A road trip after a road trip seems like an unlikely choice, but I feel like we’ve just come off the summer that never was. We decided to take advantage of a window of great weather to explore the northern part of Vancouver Island. The only itinerary is north, no planned stops, only weather deciding the timeline.
While looking for chowder in Campbell River we spotted the Quadra Island ferry terminal. With ferries running every hour from 6:40 am to 10:30 pm every day, and a BC Ferry Experience Card charged in my wallet we decided to hop on board.

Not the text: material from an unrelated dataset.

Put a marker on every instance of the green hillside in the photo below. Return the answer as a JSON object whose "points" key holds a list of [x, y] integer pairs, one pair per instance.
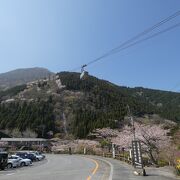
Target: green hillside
{"points": [[83, 104]]}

We arrived on Quadra with only one piece of advice, camp at Rebecca Spit. Rebecca Spit Marine Provincial Park is famous for the shoreline that whales occasionally use as rubbing beach. Unfortunately we were unable to camp at the We Wai Kai Campground that is adjacent to the park because of our lack of BC resident cards.
Due to Covid, BC has deemed that only BC residents are allowed to camp in BC parks, and some private campgrounds have followed suit. Westie still sports Manitoba plates, and our BC resident cards could take 60 days or more to arrive, so I brought our tax bill along for proof. This was the only place that asked for anything, including Provincial Parks and unfortunately the tax bill was not good enough.
Whether you camp here or not, a walk along Rebecca Spit is required on Quadra Island. Bring your bathing suit and stay for a while. Even in October the weather is warm and sunny, the water warm enough for swimming. We are on a reconnaissance mission so we’ve got no toys with us. The bay here is crying out for a paddle board or kayaks, all available for rent in several locations around the island. No whales scratching today.
Heriot Bay is one of the community centres of Quadra Island. There’s a great grocery store and gift shop, a resort with restaurant and camping. The ferry to Cortes leaves from Heriot Bay. We found a camp spot on the ocean overlooking the marina and settled around the fire pit for the evening. Our neighbours have been here for a month.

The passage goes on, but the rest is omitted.